Following up from my github post here.
@zivy thanks so much for your helpful responses on the github thread. Pasting that below for reference
ImageSeriesReader_GetGDCMSeriesFileNames as it returns the list of files sorted along the z direction so that the series reader can create the volume correctly. The series reader just receives a list of images, looks at the distance between the first two along the z direction and assumes that this is the spacing in z for all images.
In a generic setup reading DICOM isn’t trivial as volume slices can reside in different directories or more commonly you have files from multiple series (volumes and other non volume images) in the same directory.
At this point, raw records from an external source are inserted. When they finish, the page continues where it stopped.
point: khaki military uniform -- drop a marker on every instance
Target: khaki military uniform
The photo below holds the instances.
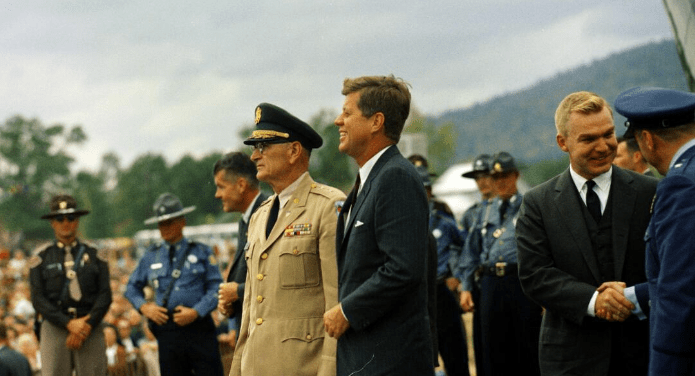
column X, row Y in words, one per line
column 292, row 280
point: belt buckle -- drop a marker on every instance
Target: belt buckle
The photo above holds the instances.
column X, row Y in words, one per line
column 500, row 269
To get a good handle on DICOM reading, please skim the following:
- The Jupyter notebook illustrating image reading.
- DICOM handling examples showing basic reading-writing, which is what you want, and more advanced reading-modifying-writing.
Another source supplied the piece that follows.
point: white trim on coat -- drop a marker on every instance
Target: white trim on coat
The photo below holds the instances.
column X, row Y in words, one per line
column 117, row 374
Script that deals with a general directory structure, relevant functions are
I completely understand the need for reading images based on spatial coordinates. I am dealing with a large amount of diverse data so I am precomputing the slice order using z-position (and/or x, y position) based on the type of data.
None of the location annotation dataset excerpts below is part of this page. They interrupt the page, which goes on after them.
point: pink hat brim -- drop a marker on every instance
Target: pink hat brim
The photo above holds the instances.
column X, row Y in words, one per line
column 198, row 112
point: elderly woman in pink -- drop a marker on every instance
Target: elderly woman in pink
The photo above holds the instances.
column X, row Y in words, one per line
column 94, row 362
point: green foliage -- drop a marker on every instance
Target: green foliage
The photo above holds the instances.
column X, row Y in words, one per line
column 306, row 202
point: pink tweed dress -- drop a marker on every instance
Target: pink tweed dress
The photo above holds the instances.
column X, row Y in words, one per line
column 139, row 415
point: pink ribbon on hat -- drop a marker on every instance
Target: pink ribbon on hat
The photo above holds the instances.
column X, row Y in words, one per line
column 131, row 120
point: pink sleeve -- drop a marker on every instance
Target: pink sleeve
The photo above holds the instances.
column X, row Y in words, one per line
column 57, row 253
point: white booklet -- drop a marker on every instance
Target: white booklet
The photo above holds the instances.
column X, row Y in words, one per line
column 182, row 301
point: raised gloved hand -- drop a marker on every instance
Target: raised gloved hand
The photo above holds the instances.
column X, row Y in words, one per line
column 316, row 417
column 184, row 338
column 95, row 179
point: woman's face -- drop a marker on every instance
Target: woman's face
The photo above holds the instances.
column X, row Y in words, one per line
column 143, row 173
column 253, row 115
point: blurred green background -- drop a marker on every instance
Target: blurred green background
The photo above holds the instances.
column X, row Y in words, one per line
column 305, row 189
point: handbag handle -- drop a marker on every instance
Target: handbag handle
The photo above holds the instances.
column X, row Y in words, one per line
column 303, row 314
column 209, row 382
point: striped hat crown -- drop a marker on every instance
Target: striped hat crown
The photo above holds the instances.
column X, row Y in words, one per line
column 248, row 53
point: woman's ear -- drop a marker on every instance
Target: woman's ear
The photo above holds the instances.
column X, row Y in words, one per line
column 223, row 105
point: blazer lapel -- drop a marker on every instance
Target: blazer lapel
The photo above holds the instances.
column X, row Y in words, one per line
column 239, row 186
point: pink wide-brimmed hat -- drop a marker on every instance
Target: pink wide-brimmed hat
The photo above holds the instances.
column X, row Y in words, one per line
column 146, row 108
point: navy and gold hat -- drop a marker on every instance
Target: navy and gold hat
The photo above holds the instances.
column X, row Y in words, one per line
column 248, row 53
Does ImageSeriesReader_GetGDCMSeriesFileNames always assume data is axial, i,e. using the z position for sort?
In addition to sorting, are there any other benefits that GetGDCMSeriesFileNames provies?
Thanks for any input on this!
Multiple benefits to using the GetGDCMSeriesFileNames:
You can specify the series ID, so multiple series in the same directory are easily dealt with. The common combination is to call
sitk.ImageSeriesReader_GetGDCMSeriesIDs with an input directory, then select the relevant series and call
It deals with non axial slices, sorting according to slice normal direction so my usage of “z” in the original response is a force of habit (working primarily with CT).
Finally, all of this functionality is due to GDCM which is the engine underneath our hood.
Thank you @zivy!
The sorting based on CosinesValues information is a really nice feature. I just did a simple test however, and it seems like ImageSeriesReader_GetGDCMSeriesFileNames is sorting by filename as a default? Is there a way to turn on positional sorting?
Here is the test I did:
Renamed a middle image from
Converted this data to a nifti
dicom_names = reader.GetGDCMSeriesFileNames(path) # list is sorted by name
image = reader.Execute()
The test.nii file does not correctly sort this middle image correctly. I confirmed this data loads correctly in ITK-Snap and ImageJ.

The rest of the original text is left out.